Gefragt zur Deeskalation wären jetzt Diplomaten vom Format von Heidi Tagliavini
Die ehemalige Schweizer Diplomatin Heidi Tagliavini war nicht nur die Leiterin der Untersuchung im Falle des Kaukasuskrieges 2008, sie war auch Moderatorin bei den Gesprächen, die zu den Abkommen «Minsk I» und dann zu «Minsk II» führten, die jetzt ausgerechnet von der meistinteressierten Ukraine nicht eingehalten werden. Zu Tagliavinis Unabhängigkeit und Glaubwürdigkeit schrieb Thomas de Waal, der alles andere als ein intimer Freund Russlands ist, auf «Carnegie Moscow Center» im Jahr 2015: «Was Tagliavini selbst anbelangt, so möchte ich persönlich sagen, dass ich ihren Mut und ihre Professionalität immer bewundert habe, da ich sie über 20 Jahre lang bei ihrer Arbeit erlebt habe, zunächst in der OSZE-Mission in Grosny und dann in Tiflis und Abchasien. Während des ersten Tschetschenienkriegs 1994-1996 gehörte sie zu einer kleinen Gruppe, die unter großem Risiko dazu beitrug, die Verhandlungen zwischen den tschetschenischen Rebellen und der Regierung Jelzin zu erleichtern. Danach leistete sie gute Arbeit als Leiterin der UN-Mission, die zwischen Georgien und Abchasien vermittelte. Ihr Bericht über den Krieg von 2008 wurde in diesem Geist hochprofessioneller Neutralität in Auftrag gegeben.»

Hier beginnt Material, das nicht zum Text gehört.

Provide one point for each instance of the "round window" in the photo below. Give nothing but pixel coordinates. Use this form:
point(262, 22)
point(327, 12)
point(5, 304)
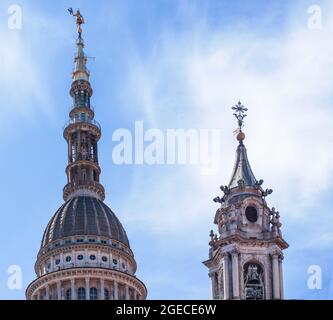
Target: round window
point(251, 214)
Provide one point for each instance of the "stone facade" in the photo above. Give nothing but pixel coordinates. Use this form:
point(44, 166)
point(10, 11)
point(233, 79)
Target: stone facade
point(245, 257)
point(85, 253)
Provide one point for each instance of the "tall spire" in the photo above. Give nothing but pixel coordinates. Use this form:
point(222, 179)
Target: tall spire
point(82, 132)
point(80, 71)
point(242, 173)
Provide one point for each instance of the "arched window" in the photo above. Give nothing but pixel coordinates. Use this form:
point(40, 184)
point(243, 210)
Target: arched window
point(106, 294)
point(254, 281)
point(93, 294)
point(69, 294)
point(81, 294)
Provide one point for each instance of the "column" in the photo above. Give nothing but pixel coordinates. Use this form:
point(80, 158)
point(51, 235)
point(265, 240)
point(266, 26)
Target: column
point(78, 150)
point(51, 263)
point(281, 278)
point(59, 297)
point(226, 277)
point(73, 290)
point(276, 277)
point(126, 292)
point(70, 156)
point(47, 293)
point(235, 275)
point(102, 289)
point(214, 285)
point(116, 292)
point(87, 288)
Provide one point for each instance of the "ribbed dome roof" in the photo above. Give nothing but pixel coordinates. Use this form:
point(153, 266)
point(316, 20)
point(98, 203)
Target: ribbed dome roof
point(84, 215)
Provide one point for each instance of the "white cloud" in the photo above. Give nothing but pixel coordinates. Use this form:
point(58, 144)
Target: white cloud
point(285, 80)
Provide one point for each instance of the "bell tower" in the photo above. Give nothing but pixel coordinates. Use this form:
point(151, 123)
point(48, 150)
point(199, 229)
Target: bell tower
point(245, 257)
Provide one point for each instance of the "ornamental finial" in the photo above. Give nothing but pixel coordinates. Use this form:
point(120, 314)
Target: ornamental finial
point(240, 115)
point(79, 20)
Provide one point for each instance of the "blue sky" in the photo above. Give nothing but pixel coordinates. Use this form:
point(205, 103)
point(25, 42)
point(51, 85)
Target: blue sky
point(172, 64)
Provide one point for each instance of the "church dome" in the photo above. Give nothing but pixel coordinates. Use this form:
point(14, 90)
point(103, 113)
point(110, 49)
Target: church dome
point(83, 216)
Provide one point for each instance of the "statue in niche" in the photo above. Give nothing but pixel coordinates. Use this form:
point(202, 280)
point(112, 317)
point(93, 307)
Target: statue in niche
point(253, 282)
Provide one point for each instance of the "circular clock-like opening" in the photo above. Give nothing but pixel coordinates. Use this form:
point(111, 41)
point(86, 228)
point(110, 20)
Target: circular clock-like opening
point(251, 214)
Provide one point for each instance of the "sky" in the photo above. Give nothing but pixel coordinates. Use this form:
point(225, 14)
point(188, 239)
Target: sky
point(172, 64)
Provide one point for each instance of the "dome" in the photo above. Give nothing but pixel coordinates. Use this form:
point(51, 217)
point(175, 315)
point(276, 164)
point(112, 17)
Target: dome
point(84, 215)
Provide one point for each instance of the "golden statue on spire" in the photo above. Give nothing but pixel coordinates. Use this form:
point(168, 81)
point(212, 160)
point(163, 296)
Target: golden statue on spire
point(79, 20)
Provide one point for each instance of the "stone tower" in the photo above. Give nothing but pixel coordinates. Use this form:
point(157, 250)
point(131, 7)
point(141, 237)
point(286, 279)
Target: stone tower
point(85, 253)
point(245, 258)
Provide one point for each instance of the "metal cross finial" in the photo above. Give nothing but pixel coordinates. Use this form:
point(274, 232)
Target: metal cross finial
point(79, 20)
point(239, 114)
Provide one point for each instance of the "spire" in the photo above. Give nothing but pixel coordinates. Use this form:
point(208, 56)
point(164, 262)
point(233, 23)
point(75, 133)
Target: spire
point(80, 71)
point(82, 132)
point(242, 173)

Zu unkritisch gegenüber Russlands Regierung?
Red. Berichte und Kommentare auf Infosperber zum Thema Russland oder auch zur Ukraine werden zuweilen als einseitig freundlich gegenüber der russischen Regierung empfunden. Doch wir setzen voraus, dass unsere Leserinnen und Leser aus den grossen Medien über die Zustände in Russland und über die geopolitische Sicht der Nato zur Genüge informiert sind. Was angesichts des aufkommenden Kalten Krieges in diesen Medien häufig fehlt, sind Informationen zur Interessenlage Russlands. Nur wer sich auch für diese interessiert und viele Darstellungen auch der NATO als Propaganda erkennt, wird sich eine eigene Meinung bilden können.